In Git:
- History is attached to commits, not to files.
- Commits record a state, not a change.
The first item means that history is never lost, it's just cryptic. Which is not really much help, but git log --follow
(as CodeWizard wrote in his answer) usually does the job (though --follow
has some failings).
One consequence of the second item is that git does not keep track of directory operations like file renames. This means that during merge operations (whether from git merge
, or from git rebase
or git cherry-pick
or git revert
or whatever), git must guess which files were named what.
Git's guesses are based on its similarity index, whose computation is a bit complex. Your main guarantee here is that a file that is bit-for-bit identical to its previous version will be detected as a rename.

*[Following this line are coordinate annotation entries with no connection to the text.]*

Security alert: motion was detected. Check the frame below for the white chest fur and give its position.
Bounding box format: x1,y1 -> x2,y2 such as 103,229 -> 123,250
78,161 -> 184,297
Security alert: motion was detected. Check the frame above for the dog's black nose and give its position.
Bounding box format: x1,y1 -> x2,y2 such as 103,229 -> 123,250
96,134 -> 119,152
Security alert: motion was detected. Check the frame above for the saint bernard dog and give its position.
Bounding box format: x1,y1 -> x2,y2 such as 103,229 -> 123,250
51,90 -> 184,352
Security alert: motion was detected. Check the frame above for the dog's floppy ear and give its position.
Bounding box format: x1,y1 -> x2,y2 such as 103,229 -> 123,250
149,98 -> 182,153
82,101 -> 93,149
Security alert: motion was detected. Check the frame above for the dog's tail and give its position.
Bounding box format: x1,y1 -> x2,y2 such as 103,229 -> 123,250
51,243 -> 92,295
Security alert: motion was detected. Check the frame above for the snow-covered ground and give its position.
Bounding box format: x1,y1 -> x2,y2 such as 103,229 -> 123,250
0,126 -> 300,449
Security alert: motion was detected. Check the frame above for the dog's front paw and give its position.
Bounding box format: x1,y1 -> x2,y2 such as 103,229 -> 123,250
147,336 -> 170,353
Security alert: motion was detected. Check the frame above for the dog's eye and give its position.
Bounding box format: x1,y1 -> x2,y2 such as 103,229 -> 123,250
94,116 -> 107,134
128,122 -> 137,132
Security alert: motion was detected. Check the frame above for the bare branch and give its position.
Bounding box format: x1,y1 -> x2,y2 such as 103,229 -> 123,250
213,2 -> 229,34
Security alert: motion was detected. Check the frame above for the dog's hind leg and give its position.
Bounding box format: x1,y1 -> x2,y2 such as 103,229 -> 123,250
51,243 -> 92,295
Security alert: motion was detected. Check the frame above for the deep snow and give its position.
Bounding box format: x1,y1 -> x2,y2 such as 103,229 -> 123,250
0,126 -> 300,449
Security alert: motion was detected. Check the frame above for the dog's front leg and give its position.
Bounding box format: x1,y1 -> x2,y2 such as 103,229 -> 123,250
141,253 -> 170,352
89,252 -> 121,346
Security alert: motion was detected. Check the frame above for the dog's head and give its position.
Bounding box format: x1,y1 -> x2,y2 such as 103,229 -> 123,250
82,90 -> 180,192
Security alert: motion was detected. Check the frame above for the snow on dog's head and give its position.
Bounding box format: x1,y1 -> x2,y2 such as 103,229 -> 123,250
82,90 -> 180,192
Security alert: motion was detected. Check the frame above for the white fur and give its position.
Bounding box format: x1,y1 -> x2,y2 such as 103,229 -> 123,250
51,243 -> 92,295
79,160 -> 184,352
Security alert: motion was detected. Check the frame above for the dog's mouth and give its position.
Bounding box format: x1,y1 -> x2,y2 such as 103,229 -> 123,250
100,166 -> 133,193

This is not necessarily enough by itself, because Git fires up the merge machinery later, at the time of the git merge
or git rebase
or whatever, and the rename (with bit-for-bit identical contents) may be buried in the history. For instance, suppose commit C0 creates the file, C1 modifies it some, C2 renames it, and C3 modifies it again. If you convince git to compare C1 vs C2, it finds the rename—but at the time of the merge operation, git compares C0 against C3, and if the file is not sufficiently similar, git misses the rename.
(We could modify Git so that it iterates through all the commits on the ancestry path from C0 to C3 looking for renames, which would solve this problem completely as long as you commit the rename as a separate operation. This would be somewhat expensive, computationally speaking, but is probably a good idea for some future version of Git. Of course, it also does not help you right now. There is another tool, git-imerge, available today that can help.)
TL;DR answer: try to commit the rename as a standalone commit
Or at least, if you make other changes, make them to other files. Keep the renamed file as similar as possible (bit-for-bit identical = guaranteed rename detection, anything else = similarity index comes into play).
This only helps if those merging know how to convince Git to do the right merges. In the worst case, three merges should do the trick: one up to the point of the rename, one to bring in the rename, and one from there to the end. If a future Git version offers an ancestry-path-rename-detect, use that in the future. Meanwhile the rename-only commit is as good as it gets.